On February 19th, BYU announced a change to the language in the honor code. Previously, the code included a section on “homosexual behavior” that stated, “One’s stated same-gender attraction is not an honor code issue. However, the honor code requires all members of the university community to manifest a strict commitment to the law of chastity. Homosexual behavior is inappropriate and violates the honor code. Homosexual behavior includes not only sexual relations between members of the same sex, but all forms of physical intimacy that give expression to homosexual feelings.”
The new version of the honor code, which is in line with the new handbook released by the Jesus Christ Church of Latter-Day Saints, removed the section on homosexuality. Now, it simply says, “Live a chaste and virtuous life, including abstaining from any sexual relations outside a marriage between a man and a woman.”
“I’m not very impressed,” Gee said when asked about the changes. “I think if they were truly making a change because they were making a change to the culture that they would have been more clear. And they would have said ‘Yeah, we’re not gonna come after LGBTQ couples.’ But they didn’t say that. They said ‘Here’s this change’ and then they just changed the wording to take out the blatantly homophobic things and then they put in new wording that was a little bit more inclusive but then they said ‘The policy remains the same.’ So, to me, that’s a PR move. You’re just saying something to make yourself look better.”
Two weeks after announcing the changes, BYU released a letter confirming what Gee had already suspected. “Same-sex romantic behavior cannot lead to eternal marriage,” the letter reads. “And is therefore not compatible with the principles of the Honor Code.”
Gee and I spoke prior to BYU releasing the letter of clarification. But when I asked her if she thought the changes were to make BYU look better to the NCAA and the bigger athletic conferences, she said, “Oh yeah. 100%.”
There's a deeper issue at stake here: Should the NCAA even allow the university to compete? Is it better to shame and exclude someone to incentivize change or better to welcome them in and trying to create change from within. This is one of the most complicated questions in the human rights field.
But as we talked it through, the answer became clear to Gee.

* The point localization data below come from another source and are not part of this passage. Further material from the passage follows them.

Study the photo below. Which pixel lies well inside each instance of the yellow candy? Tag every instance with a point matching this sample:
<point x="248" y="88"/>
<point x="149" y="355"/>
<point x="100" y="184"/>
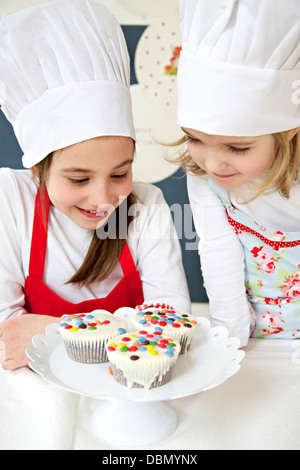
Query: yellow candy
<point x="153" y="352"/>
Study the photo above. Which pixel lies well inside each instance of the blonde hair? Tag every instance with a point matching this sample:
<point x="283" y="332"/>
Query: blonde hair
<point x="283" y="173"/>
<point x="103" y="254"/>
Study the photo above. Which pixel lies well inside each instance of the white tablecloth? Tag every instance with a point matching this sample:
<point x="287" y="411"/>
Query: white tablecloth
<point x="258" y="408"/>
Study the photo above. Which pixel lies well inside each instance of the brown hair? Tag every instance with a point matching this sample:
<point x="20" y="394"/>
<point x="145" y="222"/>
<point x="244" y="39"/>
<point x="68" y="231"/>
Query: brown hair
<point x="282" y="174"/>
<point x="103" y="254"/>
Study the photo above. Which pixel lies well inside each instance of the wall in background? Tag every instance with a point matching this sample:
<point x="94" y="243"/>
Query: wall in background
<point x="151" y="30"/>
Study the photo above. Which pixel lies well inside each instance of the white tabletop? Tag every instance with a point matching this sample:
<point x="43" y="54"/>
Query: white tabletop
<point x="258" y="408"/>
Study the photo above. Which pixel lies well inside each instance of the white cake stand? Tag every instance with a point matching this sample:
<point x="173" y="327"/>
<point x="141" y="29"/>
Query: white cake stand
<point x="212" y="359"/>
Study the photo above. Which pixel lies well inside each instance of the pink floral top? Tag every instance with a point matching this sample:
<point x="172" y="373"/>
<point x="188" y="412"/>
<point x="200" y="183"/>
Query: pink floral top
<point x="272" y="274"/>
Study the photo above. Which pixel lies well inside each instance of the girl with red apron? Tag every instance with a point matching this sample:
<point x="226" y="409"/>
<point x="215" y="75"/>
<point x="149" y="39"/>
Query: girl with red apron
<point x="42" y="300"/>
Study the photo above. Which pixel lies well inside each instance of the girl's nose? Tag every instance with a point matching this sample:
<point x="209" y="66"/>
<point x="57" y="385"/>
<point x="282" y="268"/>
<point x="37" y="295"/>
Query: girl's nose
<point x="98" y="196"/>
<point x="215" y="161"/>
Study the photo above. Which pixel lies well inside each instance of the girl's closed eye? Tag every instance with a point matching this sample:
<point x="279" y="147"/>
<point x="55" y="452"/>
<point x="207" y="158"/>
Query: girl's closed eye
<point x="78" y="180"/>
<point x="119" y="177"/>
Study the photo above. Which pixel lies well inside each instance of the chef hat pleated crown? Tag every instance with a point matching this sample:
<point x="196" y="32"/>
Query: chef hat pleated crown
<point x="64" y="75"/>
<point x="239" y="69"/>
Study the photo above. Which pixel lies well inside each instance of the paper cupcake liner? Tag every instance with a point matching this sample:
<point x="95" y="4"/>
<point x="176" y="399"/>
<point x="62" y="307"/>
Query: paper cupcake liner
<point x="120" y="377"/>
<point x="87" y="352"/>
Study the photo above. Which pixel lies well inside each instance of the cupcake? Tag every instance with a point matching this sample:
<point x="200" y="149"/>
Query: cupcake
<point x="85" y="335"/>
<point x="171" y="322"/>
<point x="141" y="359"/>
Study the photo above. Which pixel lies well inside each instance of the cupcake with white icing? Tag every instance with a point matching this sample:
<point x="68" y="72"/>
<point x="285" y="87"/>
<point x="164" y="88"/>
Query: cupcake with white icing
<point x="85" y="335"/>
<point x="141" y="359"/>
<point x="168" y="321"/>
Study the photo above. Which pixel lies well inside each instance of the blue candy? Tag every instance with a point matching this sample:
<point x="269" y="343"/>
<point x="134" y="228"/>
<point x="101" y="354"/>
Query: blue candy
<point x="169" y="352"/>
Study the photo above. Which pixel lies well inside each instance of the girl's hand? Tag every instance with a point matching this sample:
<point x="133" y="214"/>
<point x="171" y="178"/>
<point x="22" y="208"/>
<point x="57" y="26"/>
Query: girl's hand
<point x="16" y="336"/>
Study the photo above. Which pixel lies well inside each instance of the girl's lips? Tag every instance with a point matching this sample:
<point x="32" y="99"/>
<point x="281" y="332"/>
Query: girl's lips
<point x="224" y="176"/>
<point x="93" y="214"/>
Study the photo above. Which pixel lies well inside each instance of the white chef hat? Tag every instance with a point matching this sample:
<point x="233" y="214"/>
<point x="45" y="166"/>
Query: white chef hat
<point x="66" y="75"/>
<point x="240" y="66"/>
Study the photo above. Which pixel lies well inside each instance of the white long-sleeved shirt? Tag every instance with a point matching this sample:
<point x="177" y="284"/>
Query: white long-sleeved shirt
<point x="152" y="240"/>
<point x="221" y="253"/>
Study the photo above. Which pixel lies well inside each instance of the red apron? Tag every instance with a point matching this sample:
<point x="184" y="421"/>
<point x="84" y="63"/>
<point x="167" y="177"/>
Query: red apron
<point x="39" y="299"/>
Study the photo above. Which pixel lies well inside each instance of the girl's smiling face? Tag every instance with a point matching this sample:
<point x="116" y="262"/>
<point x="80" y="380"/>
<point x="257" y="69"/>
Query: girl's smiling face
<point x="89" y="180"/>
<point x="231" y="162"/>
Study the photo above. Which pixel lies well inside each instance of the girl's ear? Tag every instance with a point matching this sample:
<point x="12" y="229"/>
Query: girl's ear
<point x="293" y="132"/>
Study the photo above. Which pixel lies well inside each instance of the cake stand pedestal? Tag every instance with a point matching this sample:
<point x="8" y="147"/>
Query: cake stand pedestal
<point x="134" y="424"/>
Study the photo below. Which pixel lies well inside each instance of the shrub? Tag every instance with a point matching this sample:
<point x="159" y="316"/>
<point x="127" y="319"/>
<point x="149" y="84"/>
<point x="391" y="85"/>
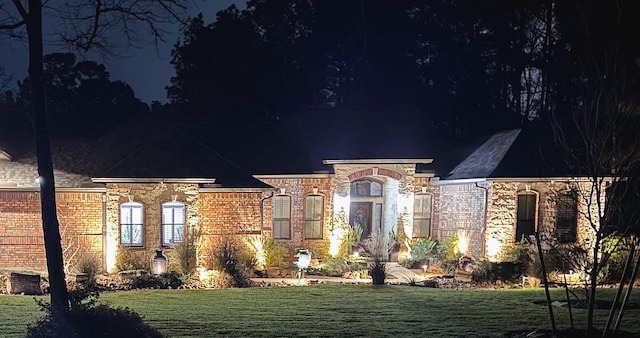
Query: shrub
<point x="233" y="258"/>
<point x="337" y="267"/>
<point x="274" y="253"/>
<point x="86" y="318"/>
<point x="448" y="249"/>
<point x="422" y="249"/>
<point x="616" y="260"/>
<point x="126" y="260"/>
<point x="183" y="256"/>
<point x="167" y="280"/>
<point x="89" y="264"/>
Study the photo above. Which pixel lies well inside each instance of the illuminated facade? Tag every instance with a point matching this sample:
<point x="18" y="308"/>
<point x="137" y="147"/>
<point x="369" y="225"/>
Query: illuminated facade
<point x="138" y="213"/>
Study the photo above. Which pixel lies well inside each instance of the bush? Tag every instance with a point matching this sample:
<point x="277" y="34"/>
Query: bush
<point x="614" y="266"/>
<point x="447" y="250"/>
<point x="126" y="260"/>
<point x="183" y="256"/>
<point x="86" y="318"/>
<point x="421" y="250"/>
<point x="89" y="264"/>
<point x="167" y="280"/>
<point x="274" y="253"/>
<point x="234" y="259"/>
<point x="337" y="267"/>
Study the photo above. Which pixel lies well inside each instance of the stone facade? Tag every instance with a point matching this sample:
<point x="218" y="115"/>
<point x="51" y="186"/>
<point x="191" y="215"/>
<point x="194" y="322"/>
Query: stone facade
<point x="483" y="212"/>
<point x="502" y="213"/>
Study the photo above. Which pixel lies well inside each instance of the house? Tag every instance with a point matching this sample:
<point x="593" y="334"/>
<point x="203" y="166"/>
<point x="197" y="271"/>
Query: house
<point x="137" y="189"/>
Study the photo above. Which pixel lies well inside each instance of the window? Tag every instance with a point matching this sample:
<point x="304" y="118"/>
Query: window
<point x="366" y="188"/>
<point x="525" y="225"/>
<point x="131" y="227"/>
<point x="422" y="215"/>
<point x="313" y="209"/>
<point x="566" y="218"/>
<point x="172" y="223"/>
<point x="282" y="217"/>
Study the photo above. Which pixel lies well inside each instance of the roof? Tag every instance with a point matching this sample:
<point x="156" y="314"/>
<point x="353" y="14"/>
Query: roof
<point x="233" y="154"/>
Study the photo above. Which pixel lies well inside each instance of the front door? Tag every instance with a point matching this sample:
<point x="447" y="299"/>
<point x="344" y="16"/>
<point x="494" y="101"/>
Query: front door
<point x="360" y="215"/>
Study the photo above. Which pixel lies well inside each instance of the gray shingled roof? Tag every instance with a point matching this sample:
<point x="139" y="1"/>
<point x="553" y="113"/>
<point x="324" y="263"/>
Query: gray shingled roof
<point x="486" y="158"/>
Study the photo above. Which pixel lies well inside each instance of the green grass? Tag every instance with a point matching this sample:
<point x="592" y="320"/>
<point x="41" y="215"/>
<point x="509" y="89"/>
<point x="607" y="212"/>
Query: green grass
<point x="332" y="311"/>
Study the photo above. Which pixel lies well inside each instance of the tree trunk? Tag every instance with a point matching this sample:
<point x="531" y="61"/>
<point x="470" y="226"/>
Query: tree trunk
<point x="50" y="227"/>
<point x="593" y="283"/>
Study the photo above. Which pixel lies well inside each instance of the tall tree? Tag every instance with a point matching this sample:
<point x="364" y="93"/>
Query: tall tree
<point x="82" y="24"/>
<point x="597" y="133"/>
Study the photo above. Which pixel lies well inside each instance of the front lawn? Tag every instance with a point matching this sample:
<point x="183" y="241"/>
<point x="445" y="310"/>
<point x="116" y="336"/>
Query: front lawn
<point x="333" y="311"/>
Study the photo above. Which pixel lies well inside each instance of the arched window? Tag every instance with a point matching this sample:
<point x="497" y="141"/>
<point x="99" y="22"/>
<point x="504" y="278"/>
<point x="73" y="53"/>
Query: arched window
<point x="281" y="217"/>
<point x="313" y="211"/>
<point x="131" y="224"/>
<point x="366" y="188"/>
<point x="173" y="217"/>
<point x="422" y="215"/>
<point x="525" y="224"/>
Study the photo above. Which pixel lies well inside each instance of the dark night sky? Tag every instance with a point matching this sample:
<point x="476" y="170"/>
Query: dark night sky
<point x="146" y="70"/>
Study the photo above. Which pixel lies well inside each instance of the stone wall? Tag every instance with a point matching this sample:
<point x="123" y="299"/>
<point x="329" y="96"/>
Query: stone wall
<point x="502" y="214"/>
<point x="80" y="216"/>
<point x="461" y="211"/>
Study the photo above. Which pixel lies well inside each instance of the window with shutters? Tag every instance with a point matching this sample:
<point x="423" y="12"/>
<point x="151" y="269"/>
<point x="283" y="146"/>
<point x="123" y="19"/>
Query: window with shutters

“I think if any organization is going to take young adults under their wing and be in charge of that process of them competing in sports, I think they absolutely do have a responsibility to make sure that the organizations for which they play are protecting their rights which include their rights around their sexuality,” Gee said. “Because my experience at BYU… some of this stuff just shouldn’t have happened. Like it shouldn’t have even been a stressor. So, I think it’s not okay.”
Change is hard. It asks a lot of people and success is never promised. But when people share their stories, it has a ripple effect. In sharing their stories, athletes like Serena Williams, Mia Hamm, and Megan Rapinoe have inspired and empowered generations of women and girls. The movement that these women have all been part of ensures that their stories won’t be the last. They are only the beginning.
When Gee and I discussed the role that her spirituality played in the coming out process, Gee said that her spirituality helped her understand why she needed to do this. “Not only was I coming out for myself but for those that were like me and maybe couldn’t speak out for whatever reason,” Gee said. “I wanted to do good for myself and for others.”
Gee and her LGBT classmates aren’t that different from the pioneering female athletes whose stories changed the world. Change might be moving slow at BYU. But thanks to Gee, the next athlete who chooses to come out at her university won’t have to be the first. And who knows? Maybe someday, students won’t even realize there was a first. Because they’ll know LGBT students have been there all along.